A fundamental misapprehension of these teachings is what gets people wound up. The Buddha's teachings are not going to answer if rent controls are good policy or not because the world in which the laity live is a stew for the perpetuation of dukkha. Certainly not lying, cheating or killing are all good principles for living a life of less dukkha but given the Buddha's observations that samsara has no beginning or end spending your life on answering if rent controls are good policy or not is doomed to be unlasting and unsatisfactory.
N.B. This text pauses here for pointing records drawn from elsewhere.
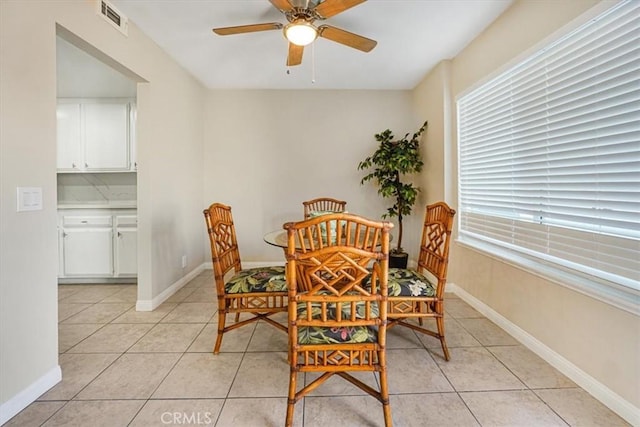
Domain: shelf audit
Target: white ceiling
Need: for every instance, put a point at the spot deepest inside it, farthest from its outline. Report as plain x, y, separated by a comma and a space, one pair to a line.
413, 36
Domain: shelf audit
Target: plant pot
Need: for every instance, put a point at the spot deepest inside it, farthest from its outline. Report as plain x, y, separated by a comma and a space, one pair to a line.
398, 259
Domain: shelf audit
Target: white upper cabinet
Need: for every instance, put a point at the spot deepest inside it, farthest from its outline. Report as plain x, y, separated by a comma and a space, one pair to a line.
106, 136
94, 137
69, 136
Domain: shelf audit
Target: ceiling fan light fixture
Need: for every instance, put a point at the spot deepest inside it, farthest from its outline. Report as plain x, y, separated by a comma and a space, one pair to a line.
300, 32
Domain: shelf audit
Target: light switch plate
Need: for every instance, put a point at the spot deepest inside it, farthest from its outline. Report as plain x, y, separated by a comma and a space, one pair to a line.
29, 199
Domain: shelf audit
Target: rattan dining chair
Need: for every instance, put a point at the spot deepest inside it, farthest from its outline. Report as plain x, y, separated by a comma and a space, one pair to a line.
323, 204
419, 294
336, 325
260, 291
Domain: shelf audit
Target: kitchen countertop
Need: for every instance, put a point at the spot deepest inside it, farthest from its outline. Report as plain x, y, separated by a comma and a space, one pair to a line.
118, 204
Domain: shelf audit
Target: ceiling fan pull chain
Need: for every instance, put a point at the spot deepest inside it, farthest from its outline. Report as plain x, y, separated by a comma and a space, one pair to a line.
313, 63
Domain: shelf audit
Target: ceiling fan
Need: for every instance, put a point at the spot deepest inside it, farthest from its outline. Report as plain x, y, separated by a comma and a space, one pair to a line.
300, 30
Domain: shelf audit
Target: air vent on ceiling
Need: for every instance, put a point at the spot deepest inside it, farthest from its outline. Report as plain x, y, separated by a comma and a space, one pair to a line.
113, 16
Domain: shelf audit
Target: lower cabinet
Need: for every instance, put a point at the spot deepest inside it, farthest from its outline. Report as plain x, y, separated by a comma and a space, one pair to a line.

The dhamma is not to be realized through discursive thinking alone. It must be directly experienced. The Buddha invites anyone to practice the teachings and discover for themselves if they are bullshit or not. So sit and examine or don't. Throwing the teachings under the bus because people want to pull out the part they like and dump the rest is wrong practice and the Buddha was painstakingly clear on this.
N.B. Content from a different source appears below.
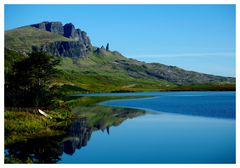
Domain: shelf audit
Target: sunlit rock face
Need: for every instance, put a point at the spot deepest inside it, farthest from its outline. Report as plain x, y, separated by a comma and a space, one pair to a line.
79, 45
> Almost no one would argue with them: no lying, cheating on your spouse, killing, etc.

None of these are sins in their absolute sense though, and this is what I am underlining, that you can't possibly create absolutist ethics in any way. Philosophy had created a lot of points of view on this, but none of them managed to create a consistent worldview that would work for any occasion.
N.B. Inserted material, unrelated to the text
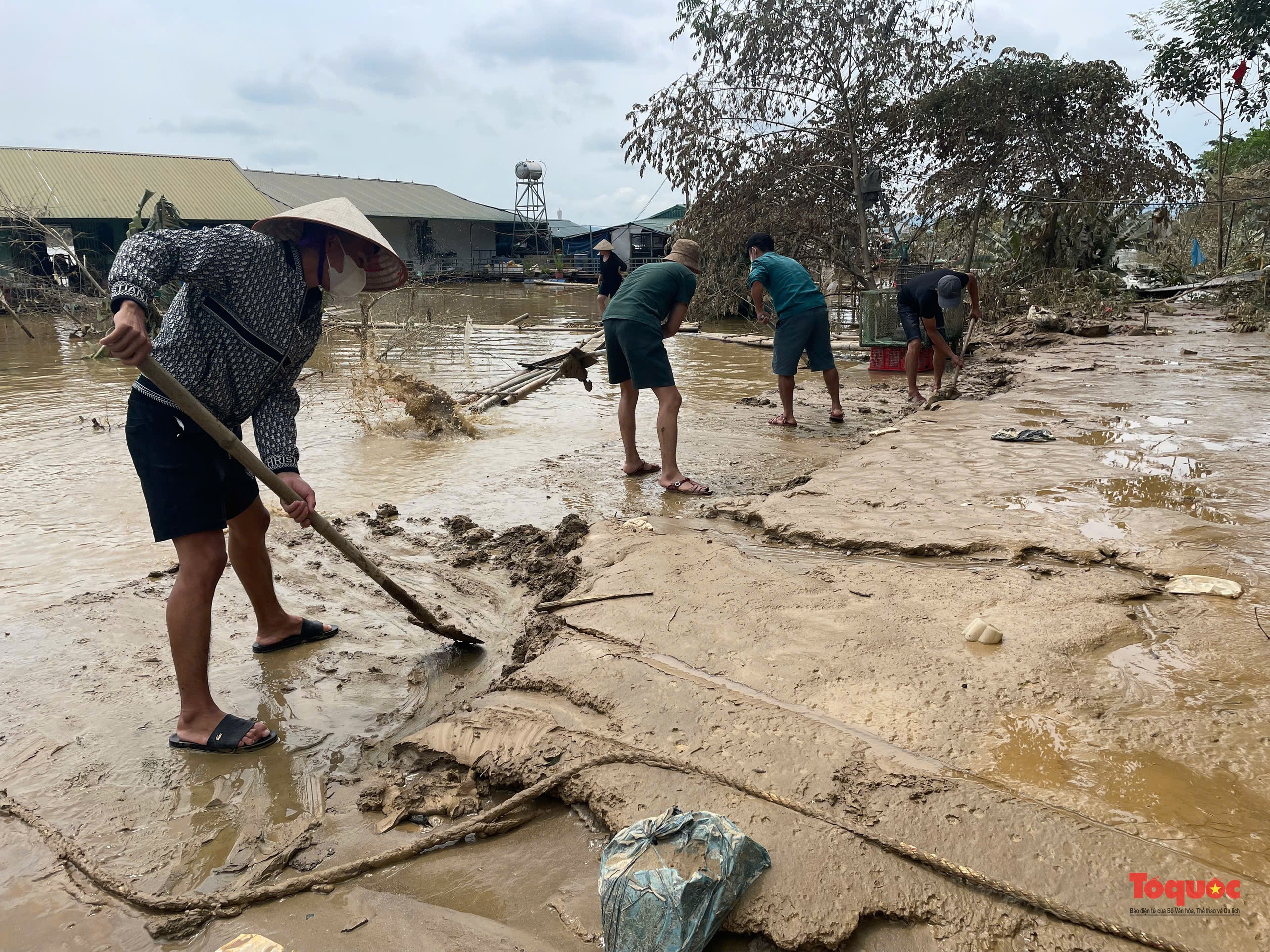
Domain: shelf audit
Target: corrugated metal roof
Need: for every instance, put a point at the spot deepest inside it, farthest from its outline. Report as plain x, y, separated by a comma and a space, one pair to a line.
374, 197
63, 183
Absolute sense meaning what? When engaged with they cause suffering. If you turn your mind inward one sees engaging with these acts almost instantaneously harms the doer as the victim.

This is not complicated. Trying to objectify these acts as anything but harmful is not helpful to you or anyone else. The next time you harm someone look closely at yourself first and observe the tumult of feelings that follow. Observing them closely, directly experience their result. Then you can know for yourself what the Buddha taught: evergreen wisdom that will remain applicable so long as people suffer anywhere.

We are not beings of pure intellect. That is complete folly. The mind is real, yes, but so is harm, pain, suffering, and craving. These are not abstract concepts. They can be directly known by anyone living. We must engage with the human faculties we are given and use them to understand our condition and the way leading out.


> Trying to objectify these acts as anything but harmful is not helpful to you or anyone else.

Is there any harm outside of the mind perceiving it? Can we talk about harm independent of causes and conditions? Could these actions be not harmful, or even skillful under certain conditions?

> The next time you harm someone look closely at yourself first and observe the tumult of feelings that follow.

What if there’s no tumult of feelings that follow?